The ubiquity of the filing cabinet in the twentieth-century office space, along with its noticeable absence of style, has obscured its transformative role in the histories of both information technology and work. In the first in-depth history of this neglected artifact, Craig Robertson explores how the filing cabinet profoundly shaped the way that information and data have been sorted, stored, retrieved, and used.

Invented in the 1890s, the filing cabinet was a result of the nineteenth-century faith in efficiency. Previously, paper records were arranged haphazardly: bound into books, stacked in piles, curled into slots, or impaled on spindles. The filing cabinet organized loose papers in tabbed folders that could be sorted alphanumerically, radically changing how people accessed, circulated, and structured information.

Robertson’s unconventional history of the origins of the information age posits the filing cabinet as an information storage container, an “automatic memory” machine that contributed to a new type of information labor privileging manual dexterity over mental deliberation.

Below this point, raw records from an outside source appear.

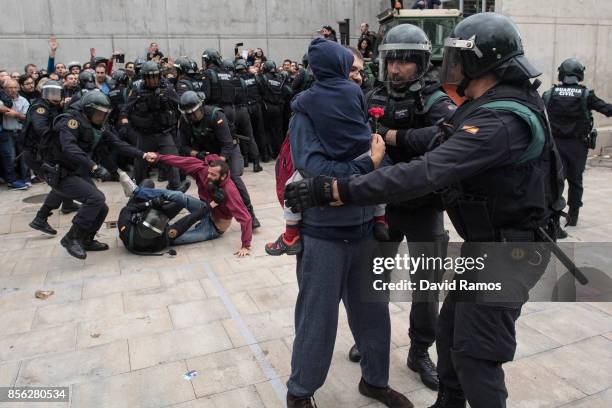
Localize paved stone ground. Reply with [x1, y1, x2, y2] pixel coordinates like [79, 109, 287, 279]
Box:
[0, 164, 612, 408]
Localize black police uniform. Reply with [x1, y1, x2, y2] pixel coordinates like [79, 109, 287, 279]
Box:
[202, 65, 236, 135]
[232, 75, 259, 166]
[544, 84, 612, 225]
[338, 82, 562, 407]
[44, 105, 144, 241]
[257, 72, 288, 157]
[366, 75, 456, 351]
[23, 98, 73, 219]
[119, 79, 180, 190]
[238, 72, 270, 162]
[179, 105, 254, 218]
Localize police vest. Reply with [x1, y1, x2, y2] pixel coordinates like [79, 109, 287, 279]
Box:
[21, 98, 61, 156]
[241, 74, 262, 103]
[441, 84, 562, 242]
[542, 85, 593, 139]
[259, 73, 285, 105]
[129, 85, 178, 132]
[205, 68, 234, 105]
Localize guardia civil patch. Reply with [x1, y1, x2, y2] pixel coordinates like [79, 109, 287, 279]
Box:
[461, 125, 480, 135]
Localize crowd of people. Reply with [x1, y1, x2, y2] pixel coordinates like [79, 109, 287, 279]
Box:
[0, 2, 612, 408]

Gendered assumptions about women’s nimble fingers helped to naturalize the changes that brought women into the workforce as low-level clerical workers. The filing cabinet emerges from this unexpected account as a sophisticated piece of information technology and a site of gendered labor that with its folders, files, and tabs continues to shape how we interact with information and data in today’s digital world.

Craig Robertson is associate professor of media studies at Northeastern University and author of The Passport in America: The History of a Document.